# I did not need another AI research suite. I needed a receipt.

> A field note on turning a giant academic-agent workflow into a small ClawHub skill that checks whether claims are actually supported.

Canonical URL: https://zack-dev-cm.github.io/docs/field-notes/research-claim-ledger-before-another-ai-research-suite.md

The obvious move was to clone an academic research skill, wrap it for Codex, and
publish another "deep research" assistant. That would have been easy to name and
hard to love.

I studied two public repos first:

- https://github.com/Imbad0202/academic-research-skills
- https://github.com/Imbad0202/academic-research-skills-codex

The Claude version is ambitious: research scoping, paper writing, peer review,
revision, integrity gates, disclosure, formatting, and experiment planning. The
Codex version adapts that into one root skill, `academic-research-suite`, with a
router that vendors the workflow files under `ars/`.

It is impressive work. It is also a lot.

The Codex package I inspected vendors hundreds of files into one skill tree. It
has a security report with a large local test pass, syntax checks, JSON checks,
static analysis, and dependency audit. This is the right level of seriousness
for a research pipeline. But it also made the product problem clearer: most
researchers do not wake up wanting a full pipeline. They wake up worried about
one sentence.

"Does this source actually support what I wrote?"

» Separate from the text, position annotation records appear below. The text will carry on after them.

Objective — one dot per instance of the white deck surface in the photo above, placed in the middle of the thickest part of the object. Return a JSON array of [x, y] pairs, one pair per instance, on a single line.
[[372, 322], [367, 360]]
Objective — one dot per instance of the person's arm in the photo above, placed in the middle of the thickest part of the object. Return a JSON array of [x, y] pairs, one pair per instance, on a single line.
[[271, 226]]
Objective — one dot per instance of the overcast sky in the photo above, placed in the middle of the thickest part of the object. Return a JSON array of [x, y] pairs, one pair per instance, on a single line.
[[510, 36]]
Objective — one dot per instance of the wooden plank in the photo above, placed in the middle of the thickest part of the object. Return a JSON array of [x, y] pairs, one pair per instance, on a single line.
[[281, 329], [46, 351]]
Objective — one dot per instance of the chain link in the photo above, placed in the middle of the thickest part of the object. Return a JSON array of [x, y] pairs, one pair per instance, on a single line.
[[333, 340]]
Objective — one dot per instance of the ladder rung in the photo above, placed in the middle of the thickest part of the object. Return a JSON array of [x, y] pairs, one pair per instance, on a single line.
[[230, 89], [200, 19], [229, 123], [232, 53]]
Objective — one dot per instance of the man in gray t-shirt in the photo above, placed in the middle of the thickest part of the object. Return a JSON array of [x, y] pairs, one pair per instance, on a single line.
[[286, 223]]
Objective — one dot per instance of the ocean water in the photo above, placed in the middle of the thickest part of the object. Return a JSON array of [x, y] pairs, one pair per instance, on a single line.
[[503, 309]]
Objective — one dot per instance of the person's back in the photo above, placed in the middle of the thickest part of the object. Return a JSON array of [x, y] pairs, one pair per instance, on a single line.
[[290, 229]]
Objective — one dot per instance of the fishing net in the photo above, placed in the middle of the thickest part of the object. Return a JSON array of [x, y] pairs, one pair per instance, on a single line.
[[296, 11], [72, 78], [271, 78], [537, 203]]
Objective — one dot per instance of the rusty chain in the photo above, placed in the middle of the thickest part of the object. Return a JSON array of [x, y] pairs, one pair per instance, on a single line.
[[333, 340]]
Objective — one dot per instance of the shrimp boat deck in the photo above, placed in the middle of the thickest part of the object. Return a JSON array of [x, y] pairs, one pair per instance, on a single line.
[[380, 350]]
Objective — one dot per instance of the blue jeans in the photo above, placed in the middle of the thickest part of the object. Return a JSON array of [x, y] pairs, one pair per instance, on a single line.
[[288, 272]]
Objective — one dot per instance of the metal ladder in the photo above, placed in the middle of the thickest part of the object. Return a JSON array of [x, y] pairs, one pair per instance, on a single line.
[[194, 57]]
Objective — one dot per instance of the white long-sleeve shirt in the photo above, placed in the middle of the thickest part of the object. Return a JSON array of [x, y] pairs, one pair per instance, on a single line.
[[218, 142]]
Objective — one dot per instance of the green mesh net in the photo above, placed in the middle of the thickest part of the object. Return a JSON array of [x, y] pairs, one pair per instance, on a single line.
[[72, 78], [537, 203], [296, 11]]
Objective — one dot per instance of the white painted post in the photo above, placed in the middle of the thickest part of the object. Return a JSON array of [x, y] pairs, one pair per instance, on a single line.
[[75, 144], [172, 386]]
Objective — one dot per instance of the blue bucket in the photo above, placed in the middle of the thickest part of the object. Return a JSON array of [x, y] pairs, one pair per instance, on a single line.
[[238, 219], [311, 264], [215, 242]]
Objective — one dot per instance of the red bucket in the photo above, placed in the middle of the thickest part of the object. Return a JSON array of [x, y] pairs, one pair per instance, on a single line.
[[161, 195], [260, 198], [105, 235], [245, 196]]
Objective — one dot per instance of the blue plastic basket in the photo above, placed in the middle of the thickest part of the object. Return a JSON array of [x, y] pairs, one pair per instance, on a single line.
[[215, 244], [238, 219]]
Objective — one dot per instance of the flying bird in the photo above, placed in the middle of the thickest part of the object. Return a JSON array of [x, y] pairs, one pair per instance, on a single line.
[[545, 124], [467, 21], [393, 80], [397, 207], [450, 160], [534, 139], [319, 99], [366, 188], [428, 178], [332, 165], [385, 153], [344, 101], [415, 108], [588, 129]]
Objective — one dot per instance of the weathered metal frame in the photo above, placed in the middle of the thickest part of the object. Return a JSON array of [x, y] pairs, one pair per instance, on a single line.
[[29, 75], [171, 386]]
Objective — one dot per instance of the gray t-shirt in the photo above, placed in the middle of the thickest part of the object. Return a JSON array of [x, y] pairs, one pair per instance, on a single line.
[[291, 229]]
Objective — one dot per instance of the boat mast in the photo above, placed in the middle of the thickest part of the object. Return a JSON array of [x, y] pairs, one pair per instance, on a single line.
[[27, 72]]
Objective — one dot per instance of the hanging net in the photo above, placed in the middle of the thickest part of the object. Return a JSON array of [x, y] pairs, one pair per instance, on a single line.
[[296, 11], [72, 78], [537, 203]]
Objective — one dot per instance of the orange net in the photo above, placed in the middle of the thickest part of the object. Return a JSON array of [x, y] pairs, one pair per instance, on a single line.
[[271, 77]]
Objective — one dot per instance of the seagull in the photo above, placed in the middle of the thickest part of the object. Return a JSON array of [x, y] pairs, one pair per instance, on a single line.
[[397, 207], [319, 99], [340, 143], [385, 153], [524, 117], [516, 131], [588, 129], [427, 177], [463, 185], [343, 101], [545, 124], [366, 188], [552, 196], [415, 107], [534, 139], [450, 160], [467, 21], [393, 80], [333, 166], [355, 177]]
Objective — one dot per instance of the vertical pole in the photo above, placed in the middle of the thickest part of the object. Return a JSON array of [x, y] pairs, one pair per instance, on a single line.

That is the moment I built for.

## The useful primitive was hidden inside the bigger system

Academic-agent suites often advertise breadth: literature review, paper drafting,
peer review, formatting, and publication support. Breadth is useful when a user
has time to enter the system.

The more shareable artifact is narrower:

- extract the important claims,
- map each claim to a source,
- find the locator,
- judge whether the source supports the sentence at that strength,
- repair the dangerous claims first.

That artifact is called a claim ledger.

It is small enough to paste into a supervisor email. It is concrete enough for a
coauthor to review. It is honest enough to say "inaccessible" or "needs human
review" instead of pretending every citation can be verified from a snippet.

## What I shipped

I created a new ClawHub/Codex skill:

`research-claim-ledger`

It does not promise to write a paper. It does not promise publication. It does
not pretend to be a plagiarism detector or a professional legal, medical, or
financial reviewer.

It does one job: turn a draft, literature matrix, notes, citation list, source
packet, or reviewer comments into a source-backed claim ledger.

The default output is intentionally boring:

- a claim ledger summary,
- a claim-by-claim table,
- unsupported or overclaimed claims,
- source gaps,
- a shareable receipt.

The verdict labels are practical: `supported`, `weakly-supported`,
`overclaimed`, `wrong-source`, `missing-locator`, `stale-source`,
`inaccessible`, `unsupported`, and `needs-human-review`.

That last label matters. A research tool that cannot say "this needs a human"
is not a research tool. It is a confidence machine.

## Why this is a better ClawHub wedge

When I searched ClawHub, broad academic and literature-review skills already
existed. That is not a bad sign. It means users search for this category. But it
also means a new skill needs a sharper promise than "academic research".

The claim ledger has a better first-use path:

1. Paste one draft section or upload one literature matrix.
2. Ask for a fast audit.
3. Get a table of risky claims and fixes.
4. Share the receipt with a supervisor or coauthor.

That is a complete loop. No onboarding ceremony, no full pipeline commitment,
no claim that the agent has "done the research" for the author.

## The product lesson

The best reusable skills are often not smaller because the builder was lazy.
They are smaller because the user's trust has to start somewhere.

For academic work, trust starts at the sentence. Not the paper. Not the pipeline.
The sentence.

If a skill can prove one claim is supported, soften one overclaim, and expose one
missing locator before a draft goes out, it has already saved the user from the
kind of mistake that makes academic AI feel risky.

That is the surplus I wanted over a general academic suite: a receipt users can
show.

## How I validated it

The first release is intentionally instruction-only: `SKILL.md` plus
`agents/openai.yaml`. No bundled scripts, no hidden dependencies, no source
scraping helper.

Local checks passed:

- Codex skill validation passed.
- ClawHub install-gate inspection passed with no findings.
- The public ClawHub page resolves and reports a clean static scan.
- The release was reviewed against the existing academic-research repos and
  current ClawHub search surface.

The next improvement is not more automation. It is examples: one ledger from a
draft paragraph, one from a Zotero-style literature matrix, and one from reviewer
comments. If those examples produce useful receipts, then scripts can follow.

Until then, the skill stays small on purpose.